O projeto deve atentar para o problema do caos urbano. No Rio de Janeiro, por exemplo, a movimentação intensa de veículos e a falta de segurança podem ser um entrave à disseminação de ciclovias. Ao contrário de outras cidades e países, aqui não se vê uma família despreocupada andando de bicicleta pelas ruas à meia-noite. Esse fator também deve ser levado em conta.”
“O trânsito no Rio de Janeiro continua dependendo muito de transporte coletivo. O carioca, ao contrário do usuário de São Paulo, por exemplo, usa mais transporte coletivo do que individual, o que é uma coisa boa. Quase 70% das viagens são feitas em trem, metrô, barca, ônibus e van.

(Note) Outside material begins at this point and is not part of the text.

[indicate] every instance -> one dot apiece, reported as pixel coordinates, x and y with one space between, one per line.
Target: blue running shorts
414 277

Apenas 30% das pessoas vão trabalhar com automóvel. A idéia das ciclovias é interessante; conseguir diminuir ainda mais o número de automóveis próprios nas ruas pelo incentivo ao uso de bicicletas seria ótimo.
No entanto, há uma dúvida muito grande sobre se as ciclovias podem desafogar o trânsito no Rio de Janeiro. Isso porque não se sabe, exatamente, qual é o mercado que este novo modo de se locomover está atingindo. É o mercado do usuário de automóvel, do usuário de ônibus ou do usuário de van? Não existe nenhuma experiência anterior que nos forneça estas informações. Isso deveria ser medido, para se saber de onde vem a pessoa que está usando a bicicleta; saber o que pode ser melhorado, qual foi o impacto. Para o projeto acontecer, tem que ser feito um levantamento de dados, tem que haver uma facilidade no uso da bicicleta.
Além disso, ainda há o agravante do clima. Se estiver chovendo, quem vai andar de bicicleta? Se estiver muito calor, será que a pessoa vai sair de seu automóvel ou de um ônibus com ar condicionado e chegar suado na estação do trem? Precisaria existir um lugar para trocar de roupa, para tomar um banho, eventualmente. Não dá para comparar os hábitos do Rio com os da Holanda, por exemplo, onde é possível se movimentar sem suar, sem ficar com a roupa inutilizável para enfrentar o dia. Estes pontos têm que ser pensados, são problemas que dificultam o uso da bicicleta para o fim a que se pretende. É uma questão de adequabilidade da bicicleta como meio de transporte para o trabalho.”